The walkers out front and a train of bikers behind taking turns breaking trail. We went like this all through dismal swamp and right before the drop down onto the Susitna most everyone had bivied, except me Pete and Tim Bernston. None of us were tired enough to bivy and there was a thought that snow machines may have cut a trail on the river. We stopped to make a fire and use a metal pot to make more water. It took an hour and 40 minutes but we were all topped off and continued on to the Susitna. We were now 15 hours into the race breaking trail only around mile 40. We took turns breaking a deep trail until Craig Medred came through on snow machine at around noon. Once he passed at least there was a trail to follow and we made better time but it was around then we started getting passed (again) by the walkers. Lots and lots of them, all having bivied. It was laughable. We pushed on to Luces’ where we took a room had food and rested. I slept 2 hours, Pete barely slept and was ready to go around 11pm. I joined him while Tim stayed a little longer. We were finally able to ride a little bit to the Yentna checkpoint. We ate a little and then moved on hoping to ride more to Skwentna. We rode off/on off/on & tire pressure up, tire pressure down for about 3-4 miles until it was back to: 1) pushing and 2) getting passed by walkers (again) who had rested in Yenta. Arrrggghhh.
|Here's what Hahnah drew which is an accurate depiction of my mind at this point|
Tim Bernston caught up to us by now and it was something like 4 am. We decided to do a longish bivy to get some rest since we all felt like this was counterproductive. We slept a few hours and eventually pushed to a cabin with an open invite for racers. They made soup, bread, coffee and even cookies. It was a nice warm up.

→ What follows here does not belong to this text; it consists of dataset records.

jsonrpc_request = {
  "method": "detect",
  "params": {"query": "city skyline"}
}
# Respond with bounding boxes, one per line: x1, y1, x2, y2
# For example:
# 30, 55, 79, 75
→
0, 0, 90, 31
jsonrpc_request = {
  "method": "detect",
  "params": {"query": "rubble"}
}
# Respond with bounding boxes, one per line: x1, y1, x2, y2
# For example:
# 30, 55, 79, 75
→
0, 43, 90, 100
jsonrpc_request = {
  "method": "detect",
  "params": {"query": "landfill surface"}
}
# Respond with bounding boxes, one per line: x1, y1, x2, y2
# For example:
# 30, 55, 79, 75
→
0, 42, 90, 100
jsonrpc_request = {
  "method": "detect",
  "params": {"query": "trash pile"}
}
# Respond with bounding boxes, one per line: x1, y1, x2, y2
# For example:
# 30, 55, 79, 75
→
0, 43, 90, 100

Tim’s feet were blistered quite bad and he decided to stay behind. Pete and I went on and were able to ride portions of the last 10 miles to Skwenta. There we had food and were gearing up to a supposed fast trail to fingerlake, or so we heard. The tires were aired up and off we went. I should say off Pete went like a bat out of hell. Unfortunately, after a couple of miles we realized the trail was mush and it started snowing hard again. The miles of swamp to the trees was a grunt and we ended up bivying again. Eventually we made it to Shell Lake lodge to dry out and grab another cheeseburger. I had spent almost $200 in food restocking my dwindling trail food and meals I would normally ride right by. By 1pm we were on the trail, pushing. The trail had not set up and we were passed again by walkers. At about 10 miles out of fingerlake the trail, finally, was firm enough to ride and we motored into Fingerlake at around 10pm. It was now 3 and ½ days into the race and only reached the 1st drop at 130 miles. Pete won the race last year at this time.